Dilma entre a cruz e a caldeirinha

Em uma mudança cambial, entre todas as frentes de desgaste duas das piores são a volta ainda que temporária da inflação e as agitações no mercado financeiro e na chamada velha mídia. Será um tiroteio para ninguém botar defeito. A parte boa da história é que, com condução bem feita, essa turbulência pode ser breve.

Por outro lado, sem mexer no câmbio não haverá como recuperar o fôlego da economia, além de aprofundar o ritmo de desindustrialização. A liquidez internacional e a desaceleração do crescimento da China impõem uma nova urgência ao tema já que fragiliza dia a dia as contas externas brasileiras.

É devido a esse cipoal de desdobramentos que mudanças cambiais só acontecem em ambiente de crise.

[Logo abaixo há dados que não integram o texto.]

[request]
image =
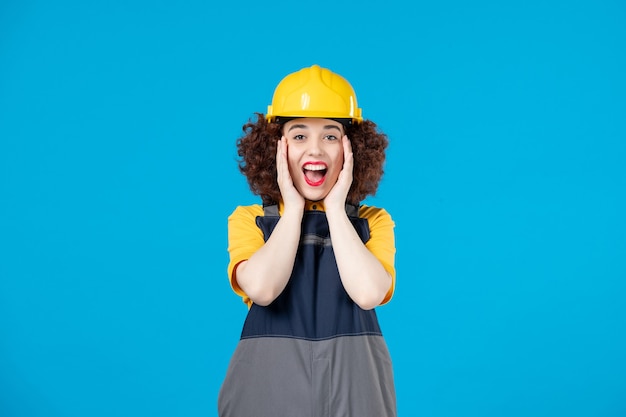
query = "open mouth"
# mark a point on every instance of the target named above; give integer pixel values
(314, 173)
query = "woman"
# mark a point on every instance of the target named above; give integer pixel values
(312, 263)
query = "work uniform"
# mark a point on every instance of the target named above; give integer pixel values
(312, 352)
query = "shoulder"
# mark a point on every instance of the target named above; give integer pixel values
(374, 214)
(246, 212)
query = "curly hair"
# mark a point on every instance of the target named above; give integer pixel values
(257, 153)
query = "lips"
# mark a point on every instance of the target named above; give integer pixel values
(314, 173)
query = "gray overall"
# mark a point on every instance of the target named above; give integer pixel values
(312, 352)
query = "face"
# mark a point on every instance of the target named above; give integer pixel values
(314, 154)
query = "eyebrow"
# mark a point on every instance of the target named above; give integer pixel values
(303, 126)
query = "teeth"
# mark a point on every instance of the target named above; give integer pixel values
(315, 167)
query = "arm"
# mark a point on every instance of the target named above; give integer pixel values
(364, 278)
(264, 276)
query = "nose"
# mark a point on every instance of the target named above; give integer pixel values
(314, 147)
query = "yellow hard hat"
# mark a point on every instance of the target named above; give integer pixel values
(314, 92)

Na verdade, o grande erro do governo Lula foi ter desperdiçado o “presente” que recebeu em 2003, o bônus de um câmbio desvalorizado sem o ônus do desgaste político – já que a desvalorização ocorreu no último ano do governo FHC.

O enfrentamento do problema exige, primeiro, medidas de cunho técnico, que sejam eficientes para dar competitividade ao real e, ao mesmo tempo, consistentes para trazer rapidamente a inflação de volta à normalidade.

Fazenda e BC têm todas as ferramentas necessárias para proceder à desvalorização competitiva do real.

Haverá um repique inicial da inflação. Depois de absorvido o choque de preços, os índices voltarão gradativamente ao normal.

O ideal é que  essa tarefa seja empreendida com o governo ainda em perfeito estado de saúde, com um bom saldo de aprovação em caixa para ser utilizado até que a inflação retorne à normalidade.

Se, às medidas de cunho monetário e fiscal, aproveitar-se o momento para montar uma sala de situação em cima do tema competitividade, juntando os ministérios principais, as associações empresariais, centrais sindicais, institutos de pesquisa, multinacionais, conseguir-se-á passar a noção de urgência e de mobilização nacional.

Transforma-se em limonada o limão da desvalorização cambial.

Haverá um pequeno problema de ordem pessoal a ser administrado, sob pena de colocar a estratégia em risco.

A política econômica é da presidente Dilma Rousseff, a interlocução interna é com o Secretário Executivo Nelson Barbosa, o grande estrategista da operação de 2008, que livrou o país dos impactos da crise global.

A face pública da Fazenda, no entanto, é o Ministro Guido Mantega, desenvolvimentista, imagem pública pouco polêmica, vida pessoal limpa, declarações sem muito impacto e, portanto, sem despertar muita resistência. Atua como uma barreira desviando o fogo contra o núcleo decisório da política econômica.

A questão toda é que, por trás das questões mais complexas, das decisões mais intrincadas, dos processos históricos mais relevantes existem pessoas, com as características humanas universais: vaidade, ciúmes, melindres.

Apesar de habilidosa, a estratégia provocou melindres em Guido e um clima interno pesado na Fazenda, uma disputa boba inexplicável quando se analisa o que está em jogo.


Luis Nassif é jornalista. Texto publicado originalmente em seu blog.